Empirically derived model of solar radiation pressure for BeiDou GEO satellites

Abstract

A key limitation in the precise orbit determination (POD) of BeiDou geostationary Earth orbit (GEO) satellites is the relatively static observation geometry, which results in strong correlations between orbital elements, solar radiation pressure (SRP) parameters, and ambiguities. Satellite laser ranging (SLR) residuals of BeiDou G01 satellite orbits display a clear dependence on the Sun elongation angle e, as well as a bias of approximately − 40 cm. These indicate the low performance of BeiDou GEO orbits. In this study, we confirmed that the perturbation caused by the communication antenna generates the e-angle-dependent variation and the bias of approximately − 14.9 cm in BeiDou G01 SLR residuals. Besides, the orbit-normal (ON) attitude mode used by BeiDou GEO satellites as well as an orbital inclination of nearly 0° results in strong linear correlations between the POD estimated parameters, i.e., satellite’s initial position on the Z-axis and the constant Y-bias along the cross-track direction. Hence, the solar pressure models, such as Extended CODE Orbit Model (ECOM) in ON mode, with the Y-axis along the cross-track direction are deficient for SRP estimation of BeiDou GEO satellites. In this study, an empirical a priori SRP model was established for BeiDou GEO satellites to enhance the ECOM using an empirical fitting approach.
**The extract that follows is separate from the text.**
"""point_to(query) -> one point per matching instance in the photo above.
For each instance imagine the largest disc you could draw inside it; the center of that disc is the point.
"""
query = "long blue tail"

This proposed model is expressed in DYB frame using eight parameters. With this model, precise BeiDou GEO orbits in 2016 were determined. SLR validation indicated that the systematic e-angle-dependent error was reduced and the large negative bias almost vanished. In general, better than 10-cm root-mean-square of SLR validation was achieved, and also an improvement of 4–5 times over the five-parameter ECOM model was obtained.